I am getting cold standing out here, and the dark house pulls at us like a black hole.

“The police have said some things. Diane never talked about what she did and we didn’t ask, frankly. As far as we know, she didn’t even have a will. So now we’ve got that mess, too,” Eric Bray tells us. “And what to do with her things.” He looks up at us from the driver’s seat and the dark can’t hide his misery. “I really don’t know what to do.”

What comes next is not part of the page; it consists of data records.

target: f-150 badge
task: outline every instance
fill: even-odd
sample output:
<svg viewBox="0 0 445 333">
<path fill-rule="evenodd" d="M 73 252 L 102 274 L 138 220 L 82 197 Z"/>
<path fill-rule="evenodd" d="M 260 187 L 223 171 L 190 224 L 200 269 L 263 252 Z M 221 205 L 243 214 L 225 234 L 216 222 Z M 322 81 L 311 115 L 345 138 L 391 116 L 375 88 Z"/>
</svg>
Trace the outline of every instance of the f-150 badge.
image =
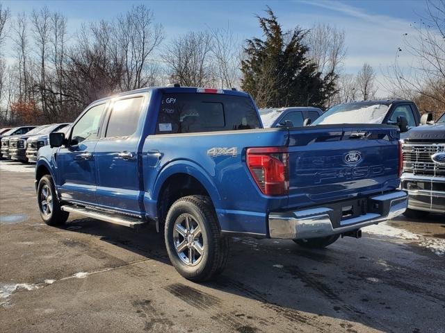
<svg viewBox="0 0 445 333">
<path fill-rule="evenodd" d="M 350 151 L 345 156 L 345 162 L 348 164 L 357 164 L 362 160 L 362 154 L 358 151 Z"/>
<path fill-rule="evenodd" d="M 236 147 L 213 147 L 207 151 L 207 155 L 213 157 L 216 156 L 236 156 L 238 155 L 238 149 Z"/>
</svg>

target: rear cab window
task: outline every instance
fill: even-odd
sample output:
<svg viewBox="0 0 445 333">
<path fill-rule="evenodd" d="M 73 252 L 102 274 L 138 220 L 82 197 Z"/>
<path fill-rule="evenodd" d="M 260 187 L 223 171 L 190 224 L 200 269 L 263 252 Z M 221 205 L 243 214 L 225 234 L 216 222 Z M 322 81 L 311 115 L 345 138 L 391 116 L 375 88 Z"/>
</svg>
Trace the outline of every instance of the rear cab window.
<svg viewBox="0 0 445 333">
<path fill-rule="evenodd" d="M 129 137 L 138 128 L 143 97 L 131 97 L 116 101 L 106 126 L 105 137 Z"/>
<path fill-rule="evenodd" d="M 165 93 L 156 134 L 193 133 L 260 128 L 252 101 L 219 94 Z"/>
</svg>

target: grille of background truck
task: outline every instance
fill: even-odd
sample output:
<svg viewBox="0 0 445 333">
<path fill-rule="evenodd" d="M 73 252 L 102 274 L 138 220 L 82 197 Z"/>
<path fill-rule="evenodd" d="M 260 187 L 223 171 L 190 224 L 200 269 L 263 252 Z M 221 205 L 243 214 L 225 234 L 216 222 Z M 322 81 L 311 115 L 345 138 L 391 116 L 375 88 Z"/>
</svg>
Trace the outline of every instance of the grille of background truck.
<svg viewBox="0 0 445 333">
<path fill-rule="evenodd" d="M 436 153 L 445 152 L 445 144 L 404 144 L 403 172 L 414 175 L 444 176 L 445 165 L 435 163 L 431 156 Z"/>
</svg>

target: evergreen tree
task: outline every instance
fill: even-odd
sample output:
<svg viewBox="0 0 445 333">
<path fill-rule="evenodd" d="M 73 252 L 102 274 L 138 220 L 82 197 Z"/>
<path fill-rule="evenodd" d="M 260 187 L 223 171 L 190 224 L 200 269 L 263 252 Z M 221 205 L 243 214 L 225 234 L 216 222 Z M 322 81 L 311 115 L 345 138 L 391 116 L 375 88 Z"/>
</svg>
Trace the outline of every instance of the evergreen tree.
<svg viewBox="0 0 445 333">
<path fill-rule="evenodd" d="M 283 33 L 272 10 L 257 16 L 264 39 L 246 40 L 241 62 L 241 87 L 260 108 L 314 105 L 322 107 L 336 92 L 337 74 L 322 78 L 308 58 L 298 26 Z"/>
</svg>

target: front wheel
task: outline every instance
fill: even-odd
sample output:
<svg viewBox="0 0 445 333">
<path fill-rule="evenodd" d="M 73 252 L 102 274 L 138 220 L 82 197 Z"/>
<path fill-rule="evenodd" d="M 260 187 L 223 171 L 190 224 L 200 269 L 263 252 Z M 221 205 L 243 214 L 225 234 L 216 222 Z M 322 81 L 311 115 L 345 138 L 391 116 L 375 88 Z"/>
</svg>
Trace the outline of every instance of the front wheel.
<svg viewBox="0 0 445 333">
<path fill-rule="evenodd" d="M 70 213 L 60 210 L 51 176 L 45 175 L 40 178 L 37 187 L 37 200 L 40 217 L 48 225 L 61 225 L 67 221 Z"/>
<path fill-rule="evenodd" d="M 337 241 L 339 234 L 333 234 L 326 237 L 309 238 L 307 239 L 293 239 L 297 244 L 304 248 L 323 248 Z"/>
<path fill-rule="evenodd" d="M 185 278 L 207 281 L 224 270 L 228 239 L 221 235 L 209 198 L 189 196 L 173 203 L 165 219 L 164 237 L 172 264 Z"/>
</svg>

So much eddies around a violent death. These are hard­ships that no one sees in the movies or reads about in the newspapers: the people left behind and the wrenching con­cerns they bear. I give Eric Bray my business card and tell him to call my office if he has any further questions. I go through my usual routine of letting him know the Institute has a book- let, an excellent resource called What to Do When the Police Leave written by Bill Jenkins, whose young son was mur­dered during the mindless robbery of a fast-food restaurant a couple years back. “The book will answer a lot of your ques­tions,” I add. “I’m sorry. A violent death leaves many victims in its wake. That’s the unfortunate reality.”